Testing the Hybrid’s Speed Ability (and Luckily, No Ticket Was Issued)
But to really test out the M35 Hybrid, the country roads of Wisconsin wouldn’t do it. So I took advantage of time on the expressway to floor it. The M35 Hybrid didn’t flinch. The gas engine mastered the command, getting up to top speed almost instantly. From one lane to another, the car glided seamlessly as if sailing on water.
The whole ride (except that darn lane departure warning) was like riding on a cloud. But I had to temper my excitement: I knew if I continued testing the car’s speed capability, I’d end up with a speeding ticket.
The Looks of a Diva, But Not the Gas Mileage
As hybrids go, the M35 wins in the beauty category, but doesn’t score as high in fuel efficiency: its EPA rating is 27MPG on city streets and 32MPG on the highway, lower than some other similar-sized hybrid sedans. Still, for a luxury car—and one that is as fast as this one is—that’s not bad.
The model I drove was an automatic, and in fact, the majority of hybrids are automatic. While I like my luxury and fast cars to have a stick shift so I can feel like I’m part of the power behind the car, and also, to get better gas mileage, the trade off for the hybrid engine is an automatic transmission, which cycles through about a gazillion gears so that it’s constantly at the optimal engine speed to get the most out of your fuel.
Also, I was surprised at how small the trunk space felt. Through some research I learned that the hybrid battery compromised some of the trunk, so keep that in mind. It’s not a small trunk, it just felt smaller than normal to me.
What We Loved
- Luxurious and roomy interior
- NSFK creamy leather upholstery (NSFK: Not safe for kids–the interior might not be safe, that is!)
- Quiet, peaceful ride
- Standard keyless entry/push-button start
- In-car tech center includes Zagat Survey restaurant reviews (the foodie in me loved this feature!)

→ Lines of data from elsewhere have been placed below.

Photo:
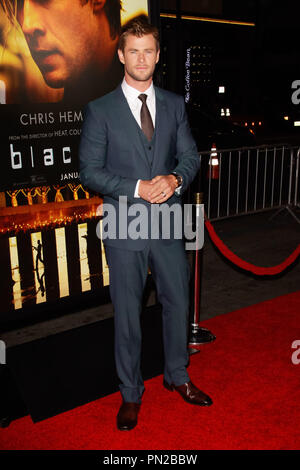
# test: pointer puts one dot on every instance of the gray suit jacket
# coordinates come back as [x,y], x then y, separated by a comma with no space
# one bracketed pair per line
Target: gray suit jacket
[113,156]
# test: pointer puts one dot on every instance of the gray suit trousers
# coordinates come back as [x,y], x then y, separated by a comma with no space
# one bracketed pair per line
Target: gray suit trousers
[128,273]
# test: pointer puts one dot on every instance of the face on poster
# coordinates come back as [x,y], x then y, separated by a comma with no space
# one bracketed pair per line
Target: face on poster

- GPS that knows the way to Baraboo
- Well thought out and easy to understand navigation system
- 27/32MPG and a $2,000 savings in fuel costs over 5 years versus the non-hybrid option
- Bose stereo
- SiriusXM radio
What You Need To Know
- Great performance means reduced gas mileage —not bad, but not great
- Smallish trunk space
- MSRP of $54,200; jus over $66,000 for the model I drove
Disclosure: Infiniti provided the M35 for my test drive; opinions expressed are all my own.